Durham Caves and Bat Colonies
The famous caves of Durham are made of limestone. Durham Cave #1 and Durham Cave #2 are located in the triangle formed by U.S. Route 611 and PA Route 212. In the History of Bucks County, Pennsylvania, edited by J.H. Battle, (1887) it describes the caves as follows:
“A correct and an graphic picture of the cave as it existed before 1848 . . . first apartment entered by decent of about 30 feet . . . the floor of the second room is lower than the first . . . the third is still lower . . . in the bottom is a spring of excellent water, supposed to communicate with the creek or river . . . the entire length of cavern from north to south is about ninety yards . . . At present, through devices of man, the cave is one grand and spacious level combing the second and third levels. Queen Esther’s drawing room still in its natural condition.”
Durham Cave #1 is also well known for it’s archeological finds— “flint arrow-heads, stone hammers, beads, pestles, parts of human skeleton, and fossil bones of extinct animals.” The Lenni Lenape lived here for centuries prior to and after the Europeans came to Durham in the late 1600s. From Durham Cave #1 is a path that leads up to Durham Cave #2 which consists of the PRETTY ROOM housing mineral deposits, the BONE PASSAGE named so because bones of an opossum and raccoon were found there, and the WAITING ROOM.
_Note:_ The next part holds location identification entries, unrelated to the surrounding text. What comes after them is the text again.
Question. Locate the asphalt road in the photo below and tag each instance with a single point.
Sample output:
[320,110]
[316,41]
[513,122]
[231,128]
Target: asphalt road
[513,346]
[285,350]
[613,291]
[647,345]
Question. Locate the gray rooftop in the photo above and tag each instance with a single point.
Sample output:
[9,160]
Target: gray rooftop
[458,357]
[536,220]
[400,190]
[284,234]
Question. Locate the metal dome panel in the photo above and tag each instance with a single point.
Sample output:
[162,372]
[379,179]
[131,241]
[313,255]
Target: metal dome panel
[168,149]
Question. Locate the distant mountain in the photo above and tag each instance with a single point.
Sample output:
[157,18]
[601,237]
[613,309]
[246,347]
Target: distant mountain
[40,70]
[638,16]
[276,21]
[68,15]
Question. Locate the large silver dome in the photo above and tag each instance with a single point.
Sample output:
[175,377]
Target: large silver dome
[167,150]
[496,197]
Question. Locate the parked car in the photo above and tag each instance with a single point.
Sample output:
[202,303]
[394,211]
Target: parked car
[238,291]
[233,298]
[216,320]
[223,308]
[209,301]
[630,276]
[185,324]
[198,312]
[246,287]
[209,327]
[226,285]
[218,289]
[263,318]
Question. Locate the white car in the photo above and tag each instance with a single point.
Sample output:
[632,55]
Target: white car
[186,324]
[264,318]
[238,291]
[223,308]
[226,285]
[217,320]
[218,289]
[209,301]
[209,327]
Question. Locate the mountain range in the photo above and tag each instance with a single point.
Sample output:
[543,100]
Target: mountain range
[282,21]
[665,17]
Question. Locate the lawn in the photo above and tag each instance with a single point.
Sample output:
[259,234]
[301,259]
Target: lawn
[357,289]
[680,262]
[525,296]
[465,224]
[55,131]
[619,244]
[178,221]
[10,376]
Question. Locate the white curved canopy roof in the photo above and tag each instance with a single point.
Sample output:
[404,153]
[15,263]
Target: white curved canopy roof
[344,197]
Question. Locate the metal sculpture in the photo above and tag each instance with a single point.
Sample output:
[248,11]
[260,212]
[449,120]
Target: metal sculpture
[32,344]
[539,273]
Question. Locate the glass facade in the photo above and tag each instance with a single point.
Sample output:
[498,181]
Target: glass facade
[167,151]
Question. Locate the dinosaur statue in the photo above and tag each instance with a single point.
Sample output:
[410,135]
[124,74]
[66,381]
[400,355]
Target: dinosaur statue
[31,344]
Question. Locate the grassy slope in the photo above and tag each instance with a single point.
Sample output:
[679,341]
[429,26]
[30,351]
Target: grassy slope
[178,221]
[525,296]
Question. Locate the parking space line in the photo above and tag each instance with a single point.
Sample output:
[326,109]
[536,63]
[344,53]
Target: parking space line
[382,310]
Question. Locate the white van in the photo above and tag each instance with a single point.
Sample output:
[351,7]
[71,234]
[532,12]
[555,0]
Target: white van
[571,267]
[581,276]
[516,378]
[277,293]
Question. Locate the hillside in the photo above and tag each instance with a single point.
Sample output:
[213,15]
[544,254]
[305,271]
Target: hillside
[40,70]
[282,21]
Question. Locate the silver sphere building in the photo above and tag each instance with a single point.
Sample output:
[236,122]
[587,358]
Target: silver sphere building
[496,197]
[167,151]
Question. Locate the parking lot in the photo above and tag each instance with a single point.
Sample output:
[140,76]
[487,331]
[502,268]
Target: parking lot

Durham has five defunct mines. Two are located on Rattlesnake Hill and three are located on Mine Hill. One of the mines on Mine Hill, aptly named Durham Mine (fitted with “bat-friendly” gates) is home to such national treasures, as the little brown bat, big brown bat, and the eastern pipistrelle (who are good for the environment as they eat mosquitoes and insects that destroy crops).
The mines, situated on a 90-acre preserved property that was acquired in 2002 by Heritage Conservancy, became known as the largest bat hibernaculum in Pennsylvania providing habitat for as many as 8-10,000 bats including every native species known in the area. Sadly the Durham bats, like others all over the east coast and beyond, were decimated by White Nose Syndrome. In a count taken in April 2015 only 13 bats were found. Yet there may be faint signs of hope that the survivors will be able to rebound. The Conservancy continues to monitor and maintain the site, hopeful of recovery in bat populations.